Leveraging Artificial Intelligence in Critical Communications Infrastructure

Blad Guzman  (Project Implementation Manager – Americas Region, Tait Communications)
Location: W223
Date: Thursday, March 19
Time: 10:10 am - 10:40 am
Track: First Responders
Topics: AI, LMR & PTT, Network Infrastructure
Format: Power Session
Vault Recording: TBD

Explore how artificial intelligence (AI) is expected to transform land mobile radio (LMR) networks from static communication systems into intelligent, adaptive ecosystems. Looking ahead, AI has the potential to enable LMR infrastructure to anticipate issues before they occur, optimize performance in real time, and interact with users through more natural and intuitive interfaces.

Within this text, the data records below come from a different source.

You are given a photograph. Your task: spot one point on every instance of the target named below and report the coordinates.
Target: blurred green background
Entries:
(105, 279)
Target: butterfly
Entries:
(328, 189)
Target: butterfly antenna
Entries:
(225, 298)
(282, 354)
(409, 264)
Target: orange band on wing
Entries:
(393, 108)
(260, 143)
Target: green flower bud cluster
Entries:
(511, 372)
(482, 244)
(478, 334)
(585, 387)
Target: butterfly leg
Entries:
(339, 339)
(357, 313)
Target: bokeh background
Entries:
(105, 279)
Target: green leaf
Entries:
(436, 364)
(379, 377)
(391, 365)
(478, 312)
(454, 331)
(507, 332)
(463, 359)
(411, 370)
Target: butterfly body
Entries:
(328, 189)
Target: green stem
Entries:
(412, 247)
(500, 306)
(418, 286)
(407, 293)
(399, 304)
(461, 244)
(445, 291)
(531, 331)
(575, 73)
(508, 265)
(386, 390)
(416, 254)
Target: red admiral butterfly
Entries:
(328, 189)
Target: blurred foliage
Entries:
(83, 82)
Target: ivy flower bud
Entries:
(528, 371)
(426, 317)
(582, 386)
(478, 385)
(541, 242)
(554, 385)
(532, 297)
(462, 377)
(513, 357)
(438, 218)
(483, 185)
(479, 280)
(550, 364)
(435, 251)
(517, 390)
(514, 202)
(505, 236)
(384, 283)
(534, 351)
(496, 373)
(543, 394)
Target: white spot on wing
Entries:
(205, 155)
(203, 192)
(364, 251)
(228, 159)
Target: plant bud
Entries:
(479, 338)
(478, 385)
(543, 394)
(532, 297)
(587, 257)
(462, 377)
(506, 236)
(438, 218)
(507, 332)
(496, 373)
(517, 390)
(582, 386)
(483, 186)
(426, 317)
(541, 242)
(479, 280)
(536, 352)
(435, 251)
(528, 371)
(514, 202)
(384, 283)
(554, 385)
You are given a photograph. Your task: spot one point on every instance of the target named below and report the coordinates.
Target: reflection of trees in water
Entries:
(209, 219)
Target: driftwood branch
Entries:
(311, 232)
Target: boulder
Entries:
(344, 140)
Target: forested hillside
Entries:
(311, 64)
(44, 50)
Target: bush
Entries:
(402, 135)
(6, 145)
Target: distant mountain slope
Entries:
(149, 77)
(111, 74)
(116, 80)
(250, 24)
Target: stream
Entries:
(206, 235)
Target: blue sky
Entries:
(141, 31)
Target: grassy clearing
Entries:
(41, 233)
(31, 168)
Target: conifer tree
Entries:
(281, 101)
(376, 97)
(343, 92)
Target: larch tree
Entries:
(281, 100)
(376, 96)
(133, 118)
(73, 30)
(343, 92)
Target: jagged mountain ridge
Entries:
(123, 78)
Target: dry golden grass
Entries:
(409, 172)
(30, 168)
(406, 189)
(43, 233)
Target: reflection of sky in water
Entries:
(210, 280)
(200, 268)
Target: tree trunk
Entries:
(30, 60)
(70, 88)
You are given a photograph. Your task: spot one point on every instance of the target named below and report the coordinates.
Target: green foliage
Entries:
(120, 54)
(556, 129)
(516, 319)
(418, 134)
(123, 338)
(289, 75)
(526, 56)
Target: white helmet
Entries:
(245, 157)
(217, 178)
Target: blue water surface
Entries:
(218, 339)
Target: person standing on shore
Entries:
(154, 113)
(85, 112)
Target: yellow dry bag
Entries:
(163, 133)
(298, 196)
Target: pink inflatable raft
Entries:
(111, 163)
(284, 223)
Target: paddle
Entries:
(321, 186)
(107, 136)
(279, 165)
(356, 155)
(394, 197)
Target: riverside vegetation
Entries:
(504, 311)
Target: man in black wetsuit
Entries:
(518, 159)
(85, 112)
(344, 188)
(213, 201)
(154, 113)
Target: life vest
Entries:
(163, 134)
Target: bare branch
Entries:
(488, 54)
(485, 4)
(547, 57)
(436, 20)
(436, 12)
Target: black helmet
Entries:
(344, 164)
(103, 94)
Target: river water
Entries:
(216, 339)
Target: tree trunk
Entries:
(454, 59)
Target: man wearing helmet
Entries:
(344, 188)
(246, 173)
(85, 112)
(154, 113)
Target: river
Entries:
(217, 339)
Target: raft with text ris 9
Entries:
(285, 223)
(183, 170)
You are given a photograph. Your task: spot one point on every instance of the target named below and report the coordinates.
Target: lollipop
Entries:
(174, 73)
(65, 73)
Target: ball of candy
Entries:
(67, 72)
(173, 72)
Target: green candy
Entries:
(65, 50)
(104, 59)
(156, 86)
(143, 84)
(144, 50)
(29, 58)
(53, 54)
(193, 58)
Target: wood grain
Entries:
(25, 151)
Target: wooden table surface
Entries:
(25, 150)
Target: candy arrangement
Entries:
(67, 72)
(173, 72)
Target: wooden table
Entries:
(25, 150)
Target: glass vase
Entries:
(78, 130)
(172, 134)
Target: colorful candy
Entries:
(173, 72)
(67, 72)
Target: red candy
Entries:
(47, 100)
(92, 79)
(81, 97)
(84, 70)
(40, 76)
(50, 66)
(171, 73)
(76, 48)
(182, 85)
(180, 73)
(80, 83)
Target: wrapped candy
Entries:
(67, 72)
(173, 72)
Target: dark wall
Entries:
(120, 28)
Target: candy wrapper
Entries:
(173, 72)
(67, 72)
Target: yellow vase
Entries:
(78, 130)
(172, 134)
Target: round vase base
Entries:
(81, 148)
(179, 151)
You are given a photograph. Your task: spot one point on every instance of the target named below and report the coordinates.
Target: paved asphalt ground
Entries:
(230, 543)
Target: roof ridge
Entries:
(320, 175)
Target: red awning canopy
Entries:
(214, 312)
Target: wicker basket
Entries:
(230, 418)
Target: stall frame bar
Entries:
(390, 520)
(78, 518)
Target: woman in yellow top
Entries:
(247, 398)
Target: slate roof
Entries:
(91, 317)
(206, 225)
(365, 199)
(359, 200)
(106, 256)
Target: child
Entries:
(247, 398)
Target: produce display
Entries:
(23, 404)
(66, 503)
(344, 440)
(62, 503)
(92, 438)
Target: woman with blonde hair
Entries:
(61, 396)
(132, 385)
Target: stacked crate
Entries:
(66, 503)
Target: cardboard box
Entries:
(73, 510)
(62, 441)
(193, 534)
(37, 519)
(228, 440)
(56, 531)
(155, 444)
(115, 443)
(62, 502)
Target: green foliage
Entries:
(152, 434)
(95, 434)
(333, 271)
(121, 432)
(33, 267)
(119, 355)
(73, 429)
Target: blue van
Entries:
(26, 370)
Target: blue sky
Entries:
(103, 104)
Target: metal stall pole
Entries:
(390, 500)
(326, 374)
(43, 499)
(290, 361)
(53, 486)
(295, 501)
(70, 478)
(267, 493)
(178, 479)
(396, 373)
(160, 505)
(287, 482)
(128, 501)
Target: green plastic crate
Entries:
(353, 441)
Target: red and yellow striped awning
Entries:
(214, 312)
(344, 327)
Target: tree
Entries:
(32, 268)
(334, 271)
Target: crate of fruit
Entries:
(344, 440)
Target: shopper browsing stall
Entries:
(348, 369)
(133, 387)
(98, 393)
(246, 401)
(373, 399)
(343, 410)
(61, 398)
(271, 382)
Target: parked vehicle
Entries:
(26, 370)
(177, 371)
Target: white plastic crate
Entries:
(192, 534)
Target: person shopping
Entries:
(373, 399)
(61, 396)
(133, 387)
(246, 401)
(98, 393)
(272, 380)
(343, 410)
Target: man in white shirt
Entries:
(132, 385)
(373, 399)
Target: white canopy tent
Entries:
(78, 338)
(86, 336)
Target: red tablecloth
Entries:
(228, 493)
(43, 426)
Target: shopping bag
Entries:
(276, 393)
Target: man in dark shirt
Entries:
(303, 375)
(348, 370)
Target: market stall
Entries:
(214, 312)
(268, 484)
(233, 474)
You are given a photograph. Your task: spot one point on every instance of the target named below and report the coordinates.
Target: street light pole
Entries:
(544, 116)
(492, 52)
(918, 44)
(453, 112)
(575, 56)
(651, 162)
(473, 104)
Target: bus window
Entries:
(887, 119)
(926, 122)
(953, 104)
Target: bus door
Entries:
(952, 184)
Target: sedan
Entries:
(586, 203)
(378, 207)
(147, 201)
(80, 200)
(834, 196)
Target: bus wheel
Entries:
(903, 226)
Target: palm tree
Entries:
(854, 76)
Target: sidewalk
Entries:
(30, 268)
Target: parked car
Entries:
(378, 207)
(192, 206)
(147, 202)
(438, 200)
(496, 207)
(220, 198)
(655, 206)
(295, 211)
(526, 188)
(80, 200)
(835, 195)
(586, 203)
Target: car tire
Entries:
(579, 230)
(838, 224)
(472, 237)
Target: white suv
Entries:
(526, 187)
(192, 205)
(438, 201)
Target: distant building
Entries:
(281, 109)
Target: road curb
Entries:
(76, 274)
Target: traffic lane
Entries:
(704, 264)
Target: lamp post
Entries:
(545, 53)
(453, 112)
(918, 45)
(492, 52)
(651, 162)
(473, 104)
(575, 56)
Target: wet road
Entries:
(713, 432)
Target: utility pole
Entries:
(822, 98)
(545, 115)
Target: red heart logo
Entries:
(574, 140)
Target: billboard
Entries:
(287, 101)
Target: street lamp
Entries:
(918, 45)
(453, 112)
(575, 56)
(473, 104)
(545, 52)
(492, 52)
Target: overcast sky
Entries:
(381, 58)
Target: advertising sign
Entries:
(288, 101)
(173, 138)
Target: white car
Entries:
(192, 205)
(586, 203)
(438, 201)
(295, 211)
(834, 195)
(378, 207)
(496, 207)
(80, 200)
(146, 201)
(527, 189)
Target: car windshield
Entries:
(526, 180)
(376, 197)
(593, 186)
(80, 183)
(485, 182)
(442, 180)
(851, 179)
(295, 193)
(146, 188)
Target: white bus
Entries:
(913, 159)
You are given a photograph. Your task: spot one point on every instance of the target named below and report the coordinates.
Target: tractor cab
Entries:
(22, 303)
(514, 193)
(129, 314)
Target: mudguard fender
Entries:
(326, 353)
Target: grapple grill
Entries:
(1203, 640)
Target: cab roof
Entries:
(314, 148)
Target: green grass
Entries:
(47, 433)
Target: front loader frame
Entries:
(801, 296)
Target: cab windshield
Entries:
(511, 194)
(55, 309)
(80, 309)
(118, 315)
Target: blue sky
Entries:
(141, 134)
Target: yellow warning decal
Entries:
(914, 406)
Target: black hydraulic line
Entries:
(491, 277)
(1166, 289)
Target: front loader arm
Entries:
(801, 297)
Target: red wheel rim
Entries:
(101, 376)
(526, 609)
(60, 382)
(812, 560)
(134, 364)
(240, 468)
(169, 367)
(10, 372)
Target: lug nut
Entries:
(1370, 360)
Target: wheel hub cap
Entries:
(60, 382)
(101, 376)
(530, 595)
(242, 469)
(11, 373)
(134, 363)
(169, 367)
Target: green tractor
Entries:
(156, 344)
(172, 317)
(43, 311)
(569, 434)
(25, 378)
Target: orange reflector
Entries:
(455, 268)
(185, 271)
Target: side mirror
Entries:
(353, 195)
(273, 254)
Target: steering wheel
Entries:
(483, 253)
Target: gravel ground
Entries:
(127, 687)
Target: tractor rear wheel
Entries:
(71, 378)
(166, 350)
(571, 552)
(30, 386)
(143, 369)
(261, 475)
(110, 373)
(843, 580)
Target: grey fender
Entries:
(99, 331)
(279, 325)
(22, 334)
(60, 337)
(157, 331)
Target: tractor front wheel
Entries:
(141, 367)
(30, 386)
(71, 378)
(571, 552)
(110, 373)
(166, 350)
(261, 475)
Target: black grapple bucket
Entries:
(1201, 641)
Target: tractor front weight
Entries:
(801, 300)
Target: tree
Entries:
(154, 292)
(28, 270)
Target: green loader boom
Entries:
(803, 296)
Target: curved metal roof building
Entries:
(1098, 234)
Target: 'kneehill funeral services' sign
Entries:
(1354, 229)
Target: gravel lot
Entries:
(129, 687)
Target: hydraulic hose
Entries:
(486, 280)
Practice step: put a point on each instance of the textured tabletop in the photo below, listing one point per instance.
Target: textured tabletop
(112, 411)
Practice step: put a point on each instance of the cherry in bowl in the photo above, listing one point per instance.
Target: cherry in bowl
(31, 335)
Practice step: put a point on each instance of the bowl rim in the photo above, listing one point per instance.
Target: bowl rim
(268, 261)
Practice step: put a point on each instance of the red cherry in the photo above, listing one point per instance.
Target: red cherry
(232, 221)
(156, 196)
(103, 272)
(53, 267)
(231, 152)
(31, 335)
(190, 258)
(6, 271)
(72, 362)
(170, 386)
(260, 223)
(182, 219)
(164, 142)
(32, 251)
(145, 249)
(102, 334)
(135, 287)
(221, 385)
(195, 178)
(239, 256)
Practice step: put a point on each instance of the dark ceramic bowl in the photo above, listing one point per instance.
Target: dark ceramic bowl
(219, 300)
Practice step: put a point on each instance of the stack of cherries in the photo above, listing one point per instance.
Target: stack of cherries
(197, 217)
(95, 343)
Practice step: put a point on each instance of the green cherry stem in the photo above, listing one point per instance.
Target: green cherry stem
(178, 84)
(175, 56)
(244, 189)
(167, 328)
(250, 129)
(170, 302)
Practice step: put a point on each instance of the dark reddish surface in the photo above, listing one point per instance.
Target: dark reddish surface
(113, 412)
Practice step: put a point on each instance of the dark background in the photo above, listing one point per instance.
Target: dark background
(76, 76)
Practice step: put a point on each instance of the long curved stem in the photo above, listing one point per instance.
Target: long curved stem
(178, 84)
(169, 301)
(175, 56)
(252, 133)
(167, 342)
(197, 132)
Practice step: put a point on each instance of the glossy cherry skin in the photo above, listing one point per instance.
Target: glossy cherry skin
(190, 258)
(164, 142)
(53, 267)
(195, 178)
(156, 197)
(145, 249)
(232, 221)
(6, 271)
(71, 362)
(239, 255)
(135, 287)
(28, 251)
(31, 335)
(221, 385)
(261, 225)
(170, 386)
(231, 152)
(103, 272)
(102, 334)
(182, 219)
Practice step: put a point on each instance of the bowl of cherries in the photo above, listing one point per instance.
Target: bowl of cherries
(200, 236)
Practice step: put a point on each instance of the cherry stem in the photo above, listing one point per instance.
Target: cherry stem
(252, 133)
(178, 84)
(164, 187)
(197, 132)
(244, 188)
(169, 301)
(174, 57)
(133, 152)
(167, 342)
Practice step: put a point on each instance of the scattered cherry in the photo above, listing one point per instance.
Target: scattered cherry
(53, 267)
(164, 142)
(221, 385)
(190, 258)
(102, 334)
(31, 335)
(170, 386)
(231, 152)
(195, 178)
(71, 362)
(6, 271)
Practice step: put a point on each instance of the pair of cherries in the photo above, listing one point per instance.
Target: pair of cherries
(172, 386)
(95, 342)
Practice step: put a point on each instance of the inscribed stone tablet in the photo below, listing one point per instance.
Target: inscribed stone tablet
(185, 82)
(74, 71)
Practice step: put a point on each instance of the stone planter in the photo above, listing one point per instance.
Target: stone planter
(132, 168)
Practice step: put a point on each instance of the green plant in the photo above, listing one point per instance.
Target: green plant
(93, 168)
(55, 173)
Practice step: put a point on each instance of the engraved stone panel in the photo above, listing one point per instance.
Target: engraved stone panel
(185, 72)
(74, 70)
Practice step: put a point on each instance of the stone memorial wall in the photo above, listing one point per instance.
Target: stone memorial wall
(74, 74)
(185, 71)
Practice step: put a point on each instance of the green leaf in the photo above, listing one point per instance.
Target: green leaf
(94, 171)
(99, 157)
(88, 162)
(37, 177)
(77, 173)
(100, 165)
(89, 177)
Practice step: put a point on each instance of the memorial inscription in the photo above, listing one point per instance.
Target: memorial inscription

The presentation will envision emerging capabilities such as intelligent repeater optimization, predictive maintenance, spectrum awareness, and autonomous network adaptation. It will also consider how future machine learning (ML) models may learn from communication patterns and system data to continually enhance performance, extend equipment life, and guide smarter planning decisions.

The goal is to highlight a forward-looking view of how embedding AI across LMR devices, infrastructure, and networks can elevate mission-critical communications—shaping a new era of resilience, adaptability, and operational intelligence.

Takeaway

During the session, the audience will learn the following:
• How to position AI not as a bolt-on, but as an embedded capability within radio networks
• How future ML models may be developed to extend equipment life, reduce downtime, and enhance the long-term reliability of LMR infrastructure.
• How intelligent systems may learn to recognize early warning signs of failure, forecast demand spikes before they occur, and proactively adjust parameters to prevent service disruptions.